Cuando la estudiante de música de ojos tristes, Laura (Paula Beer), está involucrada en un accidente automovilístico que deja a su novio muerto por una horrible lesión en la cabeza, no muestra signos de trauma o dolor. De hecho, con la intimación de que estaba plagada de sufrimiento interior antes del evento, este momento parece haberla sacudido hacia una apariencia de razón tranquila. Betty (Barbara Auer), una mujer mayor que vive sola en una casa de campo en un carril tranquilo, es la primera en la escena, y llega a la ayuda de Laura a pesar de que ha sido arrojada de los restos con solo rasguños superficiales.
Siendo una película cristiana de Petzold, cada cuadro viene empapado en las frescas y claras aguas de ambigüedad, e incluso la manera muy específica y extraña en que ocurre el accidente lo deja abierto sobre si la misma Laura puede haberlo causado en un ataque de pique emocional. Luego se cierne, como fantasma, en la casa de Betty, donde le pregunta si puede quedarse por un tiempo indeterminado. Sin dudarlo, Betty lo deja, y te queda reflexionar por qué invitaría a un extraño discombobado a acompañar bajo su ala.
Obtenga más pequeñas mentiras blancas
Como de costumbre, Petzold atrae a una serie de inspiraciones artísticas y puntos de contacto, luego los riffs a su alrededor sin errar a nada como Déclassé como homenaje. El título de la película es una referencia a una pieza de Maurice Ravel que Laura está practicando para un recital y que se escucha varias veces en la radio del automóvil del hijo de Betty, Max (Enno Trebs), quien está perturbado en silencio por la decisión de su madre y la presencia de Laura.

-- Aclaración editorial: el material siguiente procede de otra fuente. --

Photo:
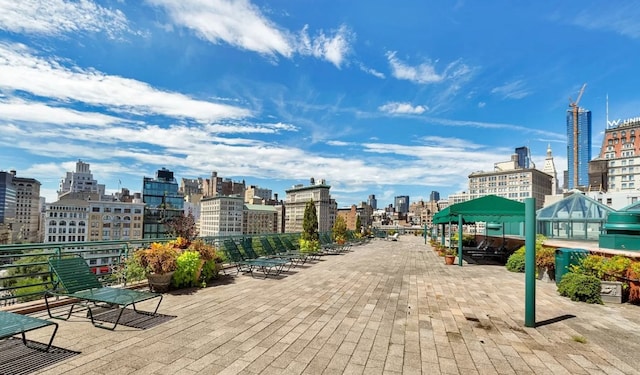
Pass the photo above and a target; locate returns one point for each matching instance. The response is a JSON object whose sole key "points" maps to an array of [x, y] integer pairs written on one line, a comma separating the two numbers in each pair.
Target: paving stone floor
{"points": [[385, 307]]}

Como en las películas anteriores del director como 2007 Yella y 2014 Fénixla música actúa menos como un potenciador del estado de ánimo que un punto de activación para los recuerdos inactivos; Una herramienta hipnótica que desbloquea los recovecos cerrados de la psique, y que se aplica tanto a los personajes de la película como a la audiencia que observa.
Otra alusión literaria furtivamente desplegada se produce en forma de ‘The Adventures of Tom Sawyer’ de Mark Twain, específicamente la fábula de cómo Tom se pone enredos sus compaderes no solo para pintar una cerca para él, sino que lo pagan por el placer. A Betty se le presenta por primera vez pintando la cerca en su jardín delantero, y le regala la historia a Laura cuando le pregunta si puede ayudar. Quizás lo haga para estar limpio desde el principio y admitir que puede estar explotando a su visitante para un motivo oculto oscuro (pero posiblemente benigno).

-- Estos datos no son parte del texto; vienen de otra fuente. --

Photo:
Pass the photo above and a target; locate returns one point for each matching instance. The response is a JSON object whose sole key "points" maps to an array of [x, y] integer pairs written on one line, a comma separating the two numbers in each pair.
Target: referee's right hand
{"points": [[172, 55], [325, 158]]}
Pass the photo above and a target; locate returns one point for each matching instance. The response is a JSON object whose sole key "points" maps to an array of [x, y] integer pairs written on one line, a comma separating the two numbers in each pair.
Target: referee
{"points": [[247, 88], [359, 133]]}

Como la historia de Miroirs No. 3 Se despliega con una lógica interna intratable y totalmente convincente, Petzold gravita hacia un giro que es demasiado señalizado y obvio para tener cualquier relación real sobre de qué se trata realmente la película. En cambio, sus ramificaciones colorean el intenso acto final en el que Betty y Laura tienen tiempo para reflexionar sobre sus experiencias y determinar cómo continuarán viviendo sus vidas. Y, lo que es más importante, ¿aprenderán no caer en las mismas trampas que lo hicieron la primera vez? ¿Se encuentra este casualidad en el que los dos protagonistas pueden habitar los roles de los sustitutos emocionales entre sí en realidad proporcionan una forma de terapia performativa y consolación? ¿O es Laura, como en la vieja película de Otto Preminger, solo una sirena fantasmal que transfiere a todos los que la conocen? (La cerveza incluso se ve idéntica a Gene Tierney, ¿no?)
Todo lo cual es decir, nadie, absolutamente nadie lo está haciendo como Petzold. Al igual que con la pieza de Ravel titular, este es un trabajo melifluo, melodioso y misterioso en igual medida. Una cerveza similar a una esfinge, una vez más, parece conectarse con su director en un nivel que trasciende al uso puramente profesional, y a través de su uso económico pero contundente del lenguaje corporal y la expresión, se asegura de que la película se adhiera perfectamente a los inmaculados cálculos de Petzold.